Recent advances in texture analysis and machine learning offer new opportunities to improve the application of imaging to intervertebral disc biomechanics. This study employed texture analysis and machine learning on MRIs to investigate the lumbar disc's response to loading.
Thirty-five volunteers (30 (SD 11) yrs.) with and without chronic back pain spent 20 min lying in a relaxed unloaded supine position, followed by 20 min loaded in compression, and then 20 min with traction applied. T-weighted MR images were acquired during the last 5 min of each loading condition. Custom image analysis software was used to segment discs from adjacent tissues semi-automatically and segment each disc into the nucleus, anterior and posterior annulus automatically. A grey-level, co-occurrence matrix with one to four pixels offset in four directions (0°, 45°, 90° and 135°) was then constructed (320 feature/tissue). The Random Forest Algorithm was used to select the most promising classifiers. Linear mixed-effect models and Cohen's d compared loading conditions.
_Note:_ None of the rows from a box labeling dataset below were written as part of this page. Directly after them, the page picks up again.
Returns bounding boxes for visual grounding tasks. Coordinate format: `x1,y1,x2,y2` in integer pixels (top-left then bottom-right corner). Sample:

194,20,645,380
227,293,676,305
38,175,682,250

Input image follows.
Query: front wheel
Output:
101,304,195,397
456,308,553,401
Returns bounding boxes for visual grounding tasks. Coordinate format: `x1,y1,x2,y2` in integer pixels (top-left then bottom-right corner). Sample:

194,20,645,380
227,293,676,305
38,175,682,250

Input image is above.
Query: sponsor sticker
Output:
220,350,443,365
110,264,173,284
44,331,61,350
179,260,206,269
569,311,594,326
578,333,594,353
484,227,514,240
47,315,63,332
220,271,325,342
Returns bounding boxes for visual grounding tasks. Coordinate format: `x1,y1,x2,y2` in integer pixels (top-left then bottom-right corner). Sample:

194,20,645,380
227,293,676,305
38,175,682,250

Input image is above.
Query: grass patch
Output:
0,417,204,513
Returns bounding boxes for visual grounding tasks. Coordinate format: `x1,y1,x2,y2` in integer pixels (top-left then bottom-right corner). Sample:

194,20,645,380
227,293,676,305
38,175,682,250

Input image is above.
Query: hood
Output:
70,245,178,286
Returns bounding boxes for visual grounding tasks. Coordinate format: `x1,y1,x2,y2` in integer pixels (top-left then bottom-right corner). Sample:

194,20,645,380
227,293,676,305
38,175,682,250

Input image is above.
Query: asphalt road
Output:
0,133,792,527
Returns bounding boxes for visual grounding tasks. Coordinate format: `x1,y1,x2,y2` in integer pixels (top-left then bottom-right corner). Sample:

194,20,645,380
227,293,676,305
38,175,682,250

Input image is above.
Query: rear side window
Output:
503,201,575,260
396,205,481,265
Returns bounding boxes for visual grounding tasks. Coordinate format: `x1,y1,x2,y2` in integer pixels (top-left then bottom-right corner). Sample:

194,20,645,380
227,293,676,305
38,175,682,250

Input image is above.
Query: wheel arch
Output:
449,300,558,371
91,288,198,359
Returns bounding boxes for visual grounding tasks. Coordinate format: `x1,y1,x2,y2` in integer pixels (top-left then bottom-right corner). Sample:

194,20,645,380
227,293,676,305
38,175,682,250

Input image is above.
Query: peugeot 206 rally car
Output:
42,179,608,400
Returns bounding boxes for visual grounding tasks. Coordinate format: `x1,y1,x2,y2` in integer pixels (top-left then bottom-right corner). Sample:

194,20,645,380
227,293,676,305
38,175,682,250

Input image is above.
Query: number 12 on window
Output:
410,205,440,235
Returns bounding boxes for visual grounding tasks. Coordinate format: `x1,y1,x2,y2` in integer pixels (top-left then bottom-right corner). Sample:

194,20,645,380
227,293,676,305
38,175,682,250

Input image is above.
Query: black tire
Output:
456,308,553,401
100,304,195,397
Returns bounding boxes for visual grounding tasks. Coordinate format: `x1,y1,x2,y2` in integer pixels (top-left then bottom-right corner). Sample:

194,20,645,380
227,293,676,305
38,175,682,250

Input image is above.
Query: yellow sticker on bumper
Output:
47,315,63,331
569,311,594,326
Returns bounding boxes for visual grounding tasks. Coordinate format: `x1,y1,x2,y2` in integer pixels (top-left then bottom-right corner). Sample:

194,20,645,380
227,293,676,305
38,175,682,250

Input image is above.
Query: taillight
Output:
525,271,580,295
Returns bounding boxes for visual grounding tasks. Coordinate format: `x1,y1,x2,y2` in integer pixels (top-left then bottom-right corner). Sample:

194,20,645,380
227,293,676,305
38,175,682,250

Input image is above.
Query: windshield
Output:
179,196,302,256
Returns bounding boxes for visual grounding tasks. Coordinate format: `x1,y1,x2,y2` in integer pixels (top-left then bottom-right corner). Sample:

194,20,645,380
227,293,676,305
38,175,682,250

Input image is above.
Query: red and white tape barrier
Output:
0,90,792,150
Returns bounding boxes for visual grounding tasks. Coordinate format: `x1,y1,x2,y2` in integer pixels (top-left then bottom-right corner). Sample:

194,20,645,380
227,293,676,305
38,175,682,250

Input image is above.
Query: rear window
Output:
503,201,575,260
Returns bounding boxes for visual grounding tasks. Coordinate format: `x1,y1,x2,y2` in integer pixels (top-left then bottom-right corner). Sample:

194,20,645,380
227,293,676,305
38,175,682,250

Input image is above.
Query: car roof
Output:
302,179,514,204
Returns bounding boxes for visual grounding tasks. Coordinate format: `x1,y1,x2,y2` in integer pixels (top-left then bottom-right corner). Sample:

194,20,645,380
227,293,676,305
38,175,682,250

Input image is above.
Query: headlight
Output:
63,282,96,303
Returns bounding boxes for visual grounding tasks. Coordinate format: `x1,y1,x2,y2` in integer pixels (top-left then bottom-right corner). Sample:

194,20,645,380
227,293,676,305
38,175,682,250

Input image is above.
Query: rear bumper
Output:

All statistically significant differences (p < 0.001) were observed in the nucleus and posterior annulus in the 135° offset direction at the L4-5 level between lumbar compression and traction. Correlation (P, P) and information measure of correlation 1 (P, P) detected significant changes in the nucleus. Statistically significant changes were also observed for homogeneity (P, P), contrast (P), and difference variance (P) of the posterior annulus.
MRI textural features may have the potential of identifying the disc's response to loading, particularly in the nucleus and posterior annulus, which appear most sensitive to loading.
Diagnostic: individual cross-sectional studies with consistently applied reference standard and blinding.
纹理分析和机器学习的最新进展为提高成像在椎间盘生物力学中的应用提供了新的机会。本研究通过 MRI 上的纹理分析和机器学习来研究腰椎间盘对载荷的反应。
35 名志愿者(30 岁(标准差 11 岁),有无慢性腰痛)分别在放松的仰卧无负载位、压缩负载位和牵引位各躺 20 分钟。在每个加载条件的最后 5 分钟内采集 T2 加权 MRI 图像。使用定制的图像分析软件半自动地将椎间盘与相邻组织分离,并自动将每个椎间盘分割为核、前环和后环。然后构建一个灰度、共生矩阵,其中一个到四个像素在四个方向(0°、45°、90°和 135°)偏移(320 个特征/组织)。随机森林算法用于选择最有前途的分类器。线性混合效应模型和 Cohen's d 比较了加载条件。
在 L4-5 水平的 135°偏移方向,核和后环在腰椎压缩和牵引之间,所有具有统计学意义的差异(p < 0.001)均可见。相关性(P,P)和相关信息测度 1(P,P)检测到核的显著变化。后环的同质性(P,P)、对比度(P)和差方差(P)也观察到了统计学上显著的变化。
MRI 纹理特征可能具有识别椎间盘对载荷反应的潜力,特别是在核和后环,它们对载荷最敏感。
诊断:个体横断面研究,始终应用参考标准和盲法。